Jul 16, 2006 12:12
as college is getting closer and closer... it is beginning to feel like i am going back to high school. i hadnt seen or talked to anyone from high school until like last week. now i am beginning to miss alot of the people i saw all the time and all the classes and such. but then i snap back and realize that isnt want it was really like and that isnt what i want anymore.
i didnt have any friends in high school. honestly none of them could really tell me about what i did all the time or who i was dating. no one knew me. i didnt have a best friend.
wednesday i am going to austin to see one of my bestfriends i still talk to everyday almost. i wish rachel was still here. but i am so glad she is moving on, and loving it. i see college as a good thing for her because soon she will be with so many new people that she will not know what to do.

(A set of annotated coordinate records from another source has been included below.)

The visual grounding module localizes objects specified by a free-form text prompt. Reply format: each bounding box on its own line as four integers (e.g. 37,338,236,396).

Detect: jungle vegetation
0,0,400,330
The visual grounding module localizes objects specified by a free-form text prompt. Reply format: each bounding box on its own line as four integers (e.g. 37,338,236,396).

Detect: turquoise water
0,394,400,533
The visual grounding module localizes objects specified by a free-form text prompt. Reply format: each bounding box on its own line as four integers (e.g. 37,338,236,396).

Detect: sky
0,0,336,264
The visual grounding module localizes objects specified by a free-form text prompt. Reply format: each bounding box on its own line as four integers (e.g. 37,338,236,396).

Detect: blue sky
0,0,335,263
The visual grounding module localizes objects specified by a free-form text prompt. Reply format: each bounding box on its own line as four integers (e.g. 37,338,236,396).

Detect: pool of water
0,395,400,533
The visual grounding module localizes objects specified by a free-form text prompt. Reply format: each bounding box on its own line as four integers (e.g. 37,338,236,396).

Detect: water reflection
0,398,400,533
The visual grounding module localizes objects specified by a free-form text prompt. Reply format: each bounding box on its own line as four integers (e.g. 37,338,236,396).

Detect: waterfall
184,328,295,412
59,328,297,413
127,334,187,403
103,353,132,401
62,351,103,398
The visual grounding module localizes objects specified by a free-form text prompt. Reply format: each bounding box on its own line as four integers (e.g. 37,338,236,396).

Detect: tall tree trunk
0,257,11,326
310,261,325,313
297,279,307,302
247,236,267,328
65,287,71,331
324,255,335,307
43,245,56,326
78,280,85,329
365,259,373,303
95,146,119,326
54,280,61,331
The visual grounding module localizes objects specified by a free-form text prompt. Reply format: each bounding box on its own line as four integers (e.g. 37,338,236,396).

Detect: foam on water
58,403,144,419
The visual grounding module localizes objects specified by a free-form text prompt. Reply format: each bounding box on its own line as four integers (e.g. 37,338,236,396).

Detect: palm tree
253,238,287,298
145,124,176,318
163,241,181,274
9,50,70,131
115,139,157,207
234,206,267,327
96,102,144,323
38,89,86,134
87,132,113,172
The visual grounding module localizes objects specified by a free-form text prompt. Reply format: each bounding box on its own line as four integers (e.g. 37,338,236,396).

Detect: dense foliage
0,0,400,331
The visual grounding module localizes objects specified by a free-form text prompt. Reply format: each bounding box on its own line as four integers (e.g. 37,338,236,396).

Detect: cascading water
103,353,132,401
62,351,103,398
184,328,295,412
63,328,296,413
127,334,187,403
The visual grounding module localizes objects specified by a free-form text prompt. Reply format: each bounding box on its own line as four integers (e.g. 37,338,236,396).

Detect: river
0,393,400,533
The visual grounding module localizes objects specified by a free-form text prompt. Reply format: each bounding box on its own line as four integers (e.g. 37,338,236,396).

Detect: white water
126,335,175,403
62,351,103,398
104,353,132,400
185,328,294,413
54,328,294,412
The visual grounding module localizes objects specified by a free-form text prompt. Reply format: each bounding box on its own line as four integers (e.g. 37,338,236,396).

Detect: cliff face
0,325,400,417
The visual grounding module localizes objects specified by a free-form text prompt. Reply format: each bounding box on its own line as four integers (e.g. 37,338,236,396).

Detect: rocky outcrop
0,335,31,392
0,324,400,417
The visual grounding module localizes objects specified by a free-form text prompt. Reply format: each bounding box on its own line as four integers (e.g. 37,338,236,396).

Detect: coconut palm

i work my ass off for anything i do now. i work doubles on saturdays in two different places. one shift in sherman one in dallas. well it ended up being from 11 in the morning till midnight last night. well most people would hate their jobs and quit. but NO. i keep my job because it challenges me. i know if i can stay on my feet for over 12 hours with out giving up. i can do anything. who else would keep a job like mine for so long?i went home with $92 dollars last night. most people can make that in 6 hours. but it took me all day. and i dont mind that i made that much because most people have to wait 2 weeks for a pay check then only make a little over 2 or 3 hundred. i earn every penny i make. i am proud to be a server. i like my job. no matter how much it sucks and how difficult my tables are it is still the best job i could ever have.